BETTINA GAUS ÜBER FERNSEHENNicht Heidi Klum ist für alles Elend der Welt verantwortlich – es gibt auch noch andere Frauen, die einiges missverstehen Der Feind im Friseursalon

Die Mädchen müssten endlich begreifen, dass sie Konkurrentinnen seien. Bisher gingen die viel zu kuschelig miteinander um. Sagt – nein, nicht Heidi Klum. Die ist nicht für alles Elend der Welt verantwortlich. Es geht auch gar nicht um den Posten des Weltstars, sondern lediglich um die Hoffnung, eine Lehrstelle zu ergattern. In einem Friseurgeschäft. Die Frau, die sich rücksichtslosere Teenies wünscht, ist die Chefin. Ein zauberhaftes Betriebsklima dürfte dort herrschen.

Drei Bewerber oder Bewerberinnen wetteifern auf ProSieben in der Doku-Soap „Deine Chance“ um Lehrstellen oder Jobs – als Tauchlehrerin, als Koch, als Schneiderin. Der Sender über die Produktion: „Es gilt, seinen Job ordentlich zu machen, die Chefs zufrieden zu stellen und sich von seiner besten Seite zu zeigen.“ Und: „Wann wird der Mitstreiter zum schlimmsten Feind im Rennen um die begehrte Stelle?“

Präziser kann man den uralten Traum von Kapitalisten nicht zusammenfassen. Wenn ihn nun allerdings bereits Geschäftsführerinnen kleiner Dienstleistungsbetriebe träumen, dann haben sie etwas missverstanden. Auch und vor allem hinsichtlich ihrer eigenen Interessen. Wie sich im späteren Verlauf der Sendung zeigt.

Eine Aufgabe der Bewerber im Friseurgeschäft besteht nämlich darin, einen Kunden während der Wartezeit alleine zu betreuen. Sie denken, es gehe um Freundlichkeit und guten Service – und scheitern deshalb kläglich. Während sie eine Tasse Kaffee holen, klaut der junge Mann alles, was er in die Finger bekommen kann. Die Botschaft: Vor allem die Kunden gehören überwacht, nicht umsorgt. Ob die Bewerberinnen hätten punkten können, wenn sie erst einmal die Mails des Mannes überprüft hätten? Für derartige Vorsichtsmaßnahmen gibt es ja inzwischen große Vorbilder.
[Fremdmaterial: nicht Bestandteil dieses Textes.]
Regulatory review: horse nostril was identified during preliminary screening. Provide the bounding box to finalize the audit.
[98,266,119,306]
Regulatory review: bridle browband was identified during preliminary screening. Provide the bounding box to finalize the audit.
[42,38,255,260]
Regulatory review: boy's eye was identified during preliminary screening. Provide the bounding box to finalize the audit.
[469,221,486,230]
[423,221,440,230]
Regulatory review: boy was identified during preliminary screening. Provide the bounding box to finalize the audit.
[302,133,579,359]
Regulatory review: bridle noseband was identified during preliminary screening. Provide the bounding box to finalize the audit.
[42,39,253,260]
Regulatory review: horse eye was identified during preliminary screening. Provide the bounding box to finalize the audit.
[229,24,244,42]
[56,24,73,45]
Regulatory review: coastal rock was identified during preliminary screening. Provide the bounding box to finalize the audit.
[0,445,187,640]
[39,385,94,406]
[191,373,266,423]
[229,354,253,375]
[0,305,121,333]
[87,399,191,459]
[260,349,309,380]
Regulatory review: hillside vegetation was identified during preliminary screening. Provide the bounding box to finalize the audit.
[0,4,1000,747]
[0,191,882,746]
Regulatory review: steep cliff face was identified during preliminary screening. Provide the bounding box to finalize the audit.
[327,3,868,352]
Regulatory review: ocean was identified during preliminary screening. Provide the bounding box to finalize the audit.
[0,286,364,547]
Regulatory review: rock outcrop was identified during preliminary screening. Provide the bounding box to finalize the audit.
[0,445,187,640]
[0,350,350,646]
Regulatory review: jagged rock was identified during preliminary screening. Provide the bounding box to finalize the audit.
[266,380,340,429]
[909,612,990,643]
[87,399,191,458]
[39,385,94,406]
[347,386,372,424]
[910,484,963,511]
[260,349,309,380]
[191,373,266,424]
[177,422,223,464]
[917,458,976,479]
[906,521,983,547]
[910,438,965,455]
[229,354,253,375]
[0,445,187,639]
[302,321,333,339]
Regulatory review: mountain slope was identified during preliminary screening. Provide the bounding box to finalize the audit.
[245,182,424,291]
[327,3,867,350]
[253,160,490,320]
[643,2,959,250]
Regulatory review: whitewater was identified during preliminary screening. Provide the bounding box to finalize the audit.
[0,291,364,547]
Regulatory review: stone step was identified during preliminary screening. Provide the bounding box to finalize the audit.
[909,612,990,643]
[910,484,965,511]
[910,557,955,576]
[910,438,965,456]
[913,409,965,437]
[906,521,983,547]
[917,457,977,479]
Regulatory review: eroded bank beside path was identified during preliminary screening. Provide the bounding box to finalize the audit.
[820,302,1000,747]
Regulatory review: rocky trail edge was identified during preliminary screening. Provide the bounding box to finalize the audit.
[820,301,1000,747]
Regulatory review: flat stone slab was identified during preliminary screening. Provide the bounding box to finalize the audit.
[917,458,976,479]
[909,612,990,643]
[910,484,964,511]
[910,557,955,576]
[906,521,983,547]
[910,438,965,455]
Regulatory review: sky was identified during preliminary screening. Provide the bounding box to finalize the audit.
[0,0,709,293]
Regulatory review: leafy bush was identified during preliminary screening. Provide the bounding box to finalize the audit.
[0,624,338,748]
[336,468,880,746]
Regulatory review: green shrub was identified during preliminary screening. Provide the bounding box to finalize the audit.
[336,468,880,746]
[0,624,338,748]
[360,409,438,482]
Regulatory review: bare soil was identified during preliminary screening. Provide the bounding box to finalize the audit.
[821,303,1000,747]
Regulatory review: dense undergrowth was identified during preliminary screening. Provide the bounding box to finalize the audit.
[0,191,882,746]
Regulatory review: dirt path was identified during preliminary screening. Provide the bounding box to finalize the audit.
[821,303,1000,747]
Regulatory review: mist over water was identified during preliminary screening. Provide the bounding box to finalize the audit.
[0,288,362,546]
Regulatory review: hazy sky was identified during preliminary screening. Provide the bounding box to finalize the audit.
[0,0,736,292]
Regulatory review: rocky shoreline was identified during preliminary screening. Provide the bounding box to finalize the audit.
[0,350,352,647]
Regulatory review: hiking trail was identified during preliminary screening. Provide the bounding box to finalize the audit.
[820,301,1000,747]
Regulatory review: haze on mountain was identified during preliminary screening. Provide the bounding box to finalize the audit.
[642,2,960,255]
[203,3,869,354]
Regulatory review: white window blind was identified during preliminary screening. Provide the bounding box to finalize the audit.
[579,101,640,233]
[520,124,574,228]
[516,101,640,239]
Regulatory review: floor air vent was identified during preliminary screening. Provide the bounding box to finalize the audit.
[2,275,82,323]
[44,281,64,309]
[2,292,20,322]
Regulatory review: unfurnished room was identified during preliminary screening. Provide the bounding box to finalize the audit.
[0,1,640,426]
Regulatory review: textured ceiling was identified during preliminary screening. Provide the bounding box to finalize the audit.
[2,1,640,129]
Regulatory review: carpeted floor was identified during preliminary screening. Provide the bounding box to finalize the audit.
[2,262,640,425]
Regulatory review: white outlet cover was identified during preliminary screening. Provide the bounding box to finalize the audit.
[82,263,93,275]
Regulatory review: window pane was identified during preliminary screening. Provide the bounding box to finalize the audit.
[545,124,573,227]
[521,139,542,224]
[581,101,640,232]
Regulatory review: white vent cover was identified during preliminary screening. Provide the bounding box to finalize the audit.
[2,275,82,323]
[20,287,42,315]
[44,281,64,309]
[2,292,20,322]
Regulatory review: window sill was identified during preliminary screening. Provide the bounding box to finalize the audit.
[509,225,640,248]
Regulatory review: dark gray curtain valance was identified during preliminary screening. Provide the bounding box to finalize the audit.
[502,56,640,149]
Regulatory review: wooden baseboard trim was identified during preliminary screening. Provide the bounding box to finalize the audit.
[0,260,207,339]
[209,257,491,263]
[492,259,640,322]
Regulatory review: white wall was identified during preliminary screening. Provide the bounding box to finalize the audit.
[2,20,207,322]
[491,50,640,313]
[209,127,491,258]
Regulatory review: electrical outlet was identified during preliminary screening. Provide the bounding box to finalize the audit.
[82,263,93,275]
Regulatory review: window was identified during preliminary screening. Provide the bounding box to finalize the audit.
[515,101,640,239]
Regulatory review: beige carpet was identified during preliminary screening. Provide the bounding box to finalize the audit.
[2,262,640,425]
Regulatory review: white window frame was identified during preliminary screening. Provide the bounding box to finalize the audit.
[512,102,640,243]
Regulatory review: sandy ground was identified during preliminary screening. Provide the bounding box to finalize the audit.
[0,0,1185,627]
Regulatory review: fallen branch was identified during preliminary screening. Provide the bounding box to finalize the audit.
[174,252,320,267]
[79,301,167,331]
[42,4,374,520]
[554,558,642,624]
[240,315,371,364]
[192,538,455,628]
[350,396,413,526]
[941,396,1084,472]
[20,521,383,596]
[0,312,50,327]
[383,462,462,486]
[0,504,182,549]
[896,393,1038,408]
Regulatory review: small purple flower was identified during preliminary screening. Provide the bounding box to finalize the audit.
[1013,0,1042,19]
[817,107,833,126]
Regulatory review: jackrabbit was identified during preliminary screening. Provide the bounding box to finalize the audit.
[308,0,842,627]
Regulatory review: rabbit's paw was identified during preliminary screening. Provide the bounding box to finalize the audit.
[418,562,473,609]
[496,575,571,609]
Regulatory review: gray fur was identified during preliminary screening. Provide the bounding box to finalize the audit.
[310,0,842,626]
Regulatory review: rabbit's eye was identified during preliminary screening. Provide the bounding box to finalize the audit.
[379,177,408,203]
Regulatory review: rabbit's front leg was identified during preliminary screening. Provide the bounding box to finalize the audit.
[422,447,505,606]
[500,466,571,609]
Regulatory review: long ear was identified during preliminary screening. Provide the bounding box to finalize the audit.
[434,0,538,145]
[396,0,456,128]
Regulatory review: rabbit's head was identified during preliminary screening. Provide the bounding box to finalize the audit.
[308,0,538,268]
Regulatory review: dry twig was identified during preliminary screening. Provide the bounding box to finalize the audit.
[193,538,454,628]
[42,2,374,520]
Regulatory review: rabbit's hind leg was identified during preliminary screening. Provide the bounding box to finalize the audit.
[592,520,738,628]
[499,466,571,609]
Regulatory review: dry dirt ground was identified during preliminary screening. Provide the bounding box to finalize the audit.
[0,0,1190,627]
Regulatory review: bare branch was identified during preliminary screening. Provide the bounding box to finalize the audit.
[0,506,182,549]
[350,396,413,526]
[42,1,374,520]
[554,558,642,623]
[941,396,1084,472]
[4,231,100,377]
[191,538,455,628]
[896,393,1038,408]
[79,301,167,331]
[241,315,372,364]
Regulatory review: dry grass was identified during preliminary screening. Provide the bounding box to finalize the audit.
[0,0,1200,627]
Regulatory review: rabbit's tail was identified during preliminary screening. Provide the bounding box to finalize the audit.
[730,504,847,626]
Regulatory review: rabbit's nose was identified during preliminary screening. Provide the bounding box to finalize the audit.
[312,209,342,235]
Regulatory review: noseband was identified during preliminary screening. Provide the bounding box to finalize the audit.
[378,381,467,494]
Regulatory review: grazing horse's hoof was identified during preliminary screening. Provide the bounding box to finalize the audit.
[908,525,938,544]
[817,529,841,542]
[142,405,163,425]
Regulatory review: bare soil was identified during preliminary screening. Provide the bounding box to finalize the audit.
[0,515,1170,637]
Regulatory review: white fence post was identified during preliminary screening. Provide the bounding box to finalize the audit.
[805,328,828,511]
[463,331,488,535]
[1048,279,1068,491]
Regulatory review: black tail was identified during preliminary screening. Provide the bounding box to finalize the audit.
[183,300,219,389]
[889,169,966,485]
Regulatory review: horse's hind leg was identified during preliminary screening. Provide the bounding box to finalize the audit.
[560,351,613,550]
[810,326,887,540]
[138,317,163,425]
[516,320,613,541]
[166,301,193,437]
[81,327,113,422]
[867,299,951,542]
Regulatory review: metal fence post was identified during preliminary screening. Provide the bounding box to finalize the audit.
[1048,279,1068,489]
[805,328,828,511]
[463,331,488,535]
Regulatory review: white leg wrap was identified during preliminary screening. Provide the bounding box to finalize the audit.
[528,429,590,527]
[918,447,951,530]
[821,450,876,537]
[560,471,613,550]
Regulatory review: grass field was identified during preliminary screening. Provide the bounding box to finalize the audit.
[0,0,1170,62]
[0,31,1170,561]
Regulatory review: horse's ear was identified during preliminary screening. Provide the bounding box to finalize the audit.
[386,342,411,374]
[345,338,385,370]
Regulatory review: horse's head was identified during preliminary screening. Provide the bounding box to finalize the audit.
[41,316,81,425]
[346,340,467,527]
Der „Feind“ ist also nicht nur die Kollegin, sondern auch der Kunde. Großartig. In einem solchen Salon will man sich wirklich bedienen lassen. Ob der Betrieb demnächst so marode ist, dass nur noch Unternehmensberater Hagen von Kabeleins helfen kann?

Als „entscheidenden deformierenden Schritt“ hat Gesine Schwan kürzlich im Spiegel den Weg der Neunzigerjahre beschrieben: von einer „Wettbewerbswirtschaft zu einer Wettbewerbsgesellschaft, wo Konkurrenz der einzige Motor und auch das einzige Kriterium für Leistung ist“. Wo sie Recht hat, hat sie Recht.

Wie es im wirklichen Leben jenseits von spielerischem Kampf zugeht, zeigt das Fernsehen übrigens auch. Gelegentlich. Gerade hat der WDR die glänzende Sendung „Leiharbeit undercover“ wiederholt. In dem Film werden die Erfahrungen des Autors Markus Breitscheidel geschildert, der sich ein ganzes Jahr lang im Niedriglohnsektor durchgeschlagen hat. Für drei bis sieben Euro die Stunde, ohne Rechte. Spannend, informativ. Und der Feind steht nicht im eigenen Lager. Manchmal weiß man doch wieder, wofür man Fernsehgebühren zahlt.